Apoio editorial ao golpe de 64 foi um erro

Veja o que rolou no Jornal do Globo hoje confira,
A consciência não é de hoje, vem de discussões internas de anos, 
em que as Organizações Globo concluíram que, à luz da História, o
 apoio se constituiu um equívoco

Há alguns meses, quando o Memória estava sendo estruturado, decidiu-se 

que ele seria uma excelente oportunidade para tornar pública essa avaliação interna. 
E um texto com o reconhecimento desse erro foi escrito para ser publicado quando o site ficasse pronto.

Não lamentamos que essa publicação não tenha vindo antes da onda de manifestações,
como teria sido possível. Porque as ruas nos deram ainda mais certeza de que a avaliação
que se fazia internamente era correta e que o reconhecimento do erro, necessário.
Governos e instituições têm, de alguma forma, que responder ao clamor das ruas.
De nossa parte, é o que fazemos agora, reafirmando nosso incondicional e perene apego
aos valores democráticos, ao reproduzir nesta página a íntegra do texto sobre o tema
que está no Memória, a partir de hoje no ar:

1964
“Diante de qualquer reportagem ou editorial que lhes desagrade, é frequente que aqueles
que se sintam contrariados lembrem que O GLOBO apoiou editorialmente o
golpe militar de 1964.A lembrança é sempre um incômodo para o jornal, mas não há
como refutá-la. É História. O GLOBO, de fato, à época, concordou com a
intervenção dos militares, ao lado de outros grandes jornais, como “O Estado de S.Paulo”,
“Folha de S. Paulo”, “Jornal do Brasil” e o “Correio da Manhã”, para citar apenas alguns.
Fez o mesmo parcela importante da população, um apoio expresso em manifestações e passeatas organizadas em Rio, São Paulo e outras capitais.

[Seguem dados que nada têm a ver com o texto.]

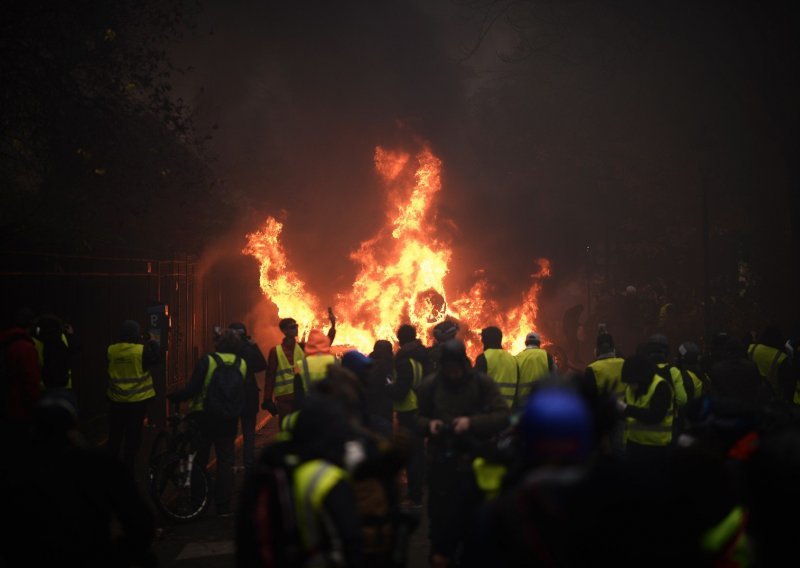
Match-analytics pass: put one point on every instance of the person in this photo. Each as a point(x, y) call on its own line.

Naqueles instantes, justificavam a intervenção dos militares pelo temor de um outro golpe,
 a ser desfechado pelo presidente João Goulart, com amplo apoio de sindicatos
— Jango era criticado por tentar instalar uma “república sindical” — e de alguns segmentos das Forças Armadas.Na noite de 31 de março de 1964, por sinal, O GLOBO foi invadido
por fuzileiros navais comandados pelo Almirante Cândido Aragão, do “dispositivo militar”
de Jango, como se dizia na época. O jornal não pôde circular em 1º de abril.
Sairia no dia seguinte, 2, quinta-feira, com o editorial impedido de ser impresso
pelo almirante, “A decisão da Pátria”. Na primeira página, um novo editorial:
“Ressurge a Democracia”.

A divisão ideológica do mundo na Guerra Fria, entre Leste e Oeste, comunistas e capitalistas,
se reproduzia, em maior ou menor medida, em cada país. No Brasil, ela era aguçada e
aprofundada pela radicalização de João Goulart, iniciada tão logo conseguiu,
em janeiro de 1963, por meio de plebiscito, revogar o parlamentarismo, a saída negociada
 para que ele, vice, pudesse assumir na renúncia do presidente Jânio Quadros. Obteve,
então, os poderes plenos do presidencialismo. Transferir parcela substancial do poder
 do Executivo ao Congresso havia sido condição exigida pelos militares para a
posse de Jango, um dos herdeiros do trabalhismo varguista. Naquele tempo,
votava-se no vice-presidente separadamente. Daí o resultado de uma combinação
ideológica contraditória e fonte permanente de tensões: o presidente da UDN e
o vice do PTB. A renúncia de Jânio acendeu o rastilho da crise institucional.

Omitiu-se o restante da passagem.